The popular refrain has been that COVID-19 and the subsequent government responses and consumer behaviour leading up to the present economic crisis is the turn of a new era. For that matter, one sector that perhaps best illustrates how dramatically economic fortunes nosedived during the pandemic, is the petroleum/crude oil sector. For weeks, oil tankers laden with crude floated offshore waiting for buyers that were nowhere.
Suddenly everyone was talking about diversifying from crude oil and the government developed what many Nigerians hailed as a healthy appetite for long overdue and sweeping reforms.
Not for long, however.

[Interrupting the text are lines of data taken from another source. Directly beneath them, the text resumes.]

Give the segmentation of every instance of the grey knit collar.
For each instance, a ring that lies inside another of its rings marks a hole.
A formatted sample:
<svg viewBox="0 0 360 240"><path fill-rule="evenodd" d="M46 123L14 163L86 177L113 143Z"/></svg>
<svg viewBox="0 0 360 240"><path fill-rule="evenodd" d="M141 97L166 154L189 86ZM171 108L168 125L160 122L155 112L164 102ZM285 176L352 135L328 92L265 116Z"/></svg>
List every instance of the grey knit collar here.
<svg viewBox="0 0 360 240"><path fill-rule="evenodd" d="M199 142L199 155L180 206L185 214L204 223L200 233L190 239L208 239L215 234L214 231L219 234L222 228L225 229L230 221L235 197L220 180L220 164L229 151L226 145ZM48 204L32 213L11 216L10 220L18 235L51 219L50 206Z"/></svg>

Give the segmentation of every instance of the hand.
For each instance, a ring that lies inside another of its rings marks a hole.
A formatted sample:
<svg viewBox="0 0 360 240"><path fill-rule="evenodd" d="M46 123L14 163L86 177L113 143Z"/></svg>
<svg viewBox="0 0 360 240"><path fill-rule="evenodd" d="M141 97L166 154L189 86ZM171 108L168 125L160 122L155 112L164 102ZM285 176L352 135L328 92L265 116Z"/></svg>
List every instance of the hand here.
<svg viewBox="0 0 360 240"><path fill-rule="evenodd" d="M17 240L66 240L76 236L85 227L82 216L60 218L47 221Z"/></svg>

With Brent crude trading at around $35 at the close of trade on Friday and Nigeria’s oil tankers now finding buyers, talk about diversification appears to be fading into the political backstage where they have traditionally remained until Election Year makes them suitable for “manifesto” documents and rallies.

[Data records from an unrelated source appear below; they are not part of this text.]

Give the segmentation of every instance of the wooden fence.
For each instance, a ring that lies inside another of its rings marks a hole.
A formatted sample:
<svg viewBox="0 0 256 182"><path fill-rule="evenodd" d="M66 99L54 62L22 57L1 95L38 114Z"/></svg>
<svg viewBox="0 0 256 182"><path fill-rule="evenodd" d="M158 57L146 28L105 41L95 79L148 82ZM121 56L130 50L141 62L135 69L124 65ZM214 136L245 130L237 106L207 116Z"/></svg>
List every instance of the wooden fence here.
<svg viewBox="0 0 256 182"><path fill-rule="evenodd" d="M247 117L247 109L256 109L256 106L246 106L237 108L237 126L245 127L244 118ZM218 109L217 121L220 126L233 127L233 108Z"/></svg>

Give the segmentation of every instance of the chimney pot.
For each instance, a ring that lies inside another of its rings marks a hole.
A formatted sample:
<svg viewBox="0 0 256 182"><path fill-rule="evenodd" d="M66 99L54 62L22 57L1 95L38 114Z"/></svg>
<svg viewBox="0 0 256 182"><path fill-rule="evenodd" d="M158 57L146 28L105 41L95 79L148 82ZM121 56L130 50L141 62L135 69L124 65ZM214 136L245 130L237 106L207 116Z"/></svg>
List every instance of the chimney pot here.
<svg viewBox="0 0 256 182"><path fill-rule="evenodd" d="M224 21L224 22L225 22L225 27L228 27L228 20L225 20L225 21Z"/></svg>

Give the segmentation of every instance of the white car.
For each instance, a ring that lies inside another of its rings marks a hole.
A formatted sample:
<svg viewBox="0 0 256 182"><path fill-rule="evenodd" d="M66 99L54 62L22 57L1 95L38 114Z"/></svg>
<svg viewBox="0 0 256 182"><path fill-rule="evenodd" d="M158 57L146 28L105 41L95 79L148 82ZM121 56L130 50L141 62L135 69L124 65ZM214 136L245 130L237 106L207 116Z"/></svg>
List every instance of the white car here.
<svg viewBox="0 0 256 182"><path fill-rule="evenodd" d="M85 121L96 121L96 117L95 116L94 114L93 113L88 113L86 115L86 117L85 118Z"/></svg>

The optimism of the Group Managing Director of the NNPC, when he commented on the “gradual easing” of the revenue crisis arising from the oil glut is all well and good. But renewed crude oil earnings is no cause for celebrations or a return to “normal” operations in both the short term or the long term.
Regardless of how this turns out, optimizing economic growth by supporting other revenue sources is not a choice. It is a necessity.
The COVID-free State
All 35 States of the Federation have confirmed cases of COVID-19. The only exception is Kogi State.

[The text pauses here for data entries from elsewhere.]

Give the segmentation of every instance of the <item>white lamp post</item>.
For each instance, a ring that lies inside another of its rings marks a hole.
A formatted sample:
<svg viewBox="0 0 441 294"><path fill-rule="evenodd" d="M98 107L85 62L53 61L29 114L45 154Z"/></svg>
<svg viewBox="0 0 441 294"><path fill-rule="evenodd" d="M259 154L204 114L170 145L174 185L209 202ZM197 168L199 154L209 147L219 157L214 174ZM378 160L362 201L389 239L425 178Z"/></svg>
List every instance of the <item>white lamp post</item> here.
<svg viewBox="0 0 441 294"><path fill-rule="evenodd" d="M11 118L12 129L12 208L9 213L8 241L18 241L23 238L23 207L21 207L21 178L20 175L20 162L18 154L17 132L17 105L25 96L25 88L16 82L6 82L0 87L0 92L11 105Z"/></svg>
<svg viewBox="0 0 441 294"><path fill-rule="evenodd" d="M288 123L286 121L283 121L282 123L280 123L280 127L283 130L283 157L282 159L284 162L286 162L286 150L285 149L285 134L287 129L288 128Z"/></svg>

Last month, officials from the National Centre for Disease Control left the State after the governor, Yahaya Bello asked them to be quarantined and tested for the virus. The NCDC team declined and left the state. The governor firmly believes that there are no cases in his state even though, it is bordered by states that have collectively recorded over 750 cases.
Mixed reactions, of course, have trailed this piece of disconcerting news. As unbelievable as it sounds, one can only hope that it is indeed true.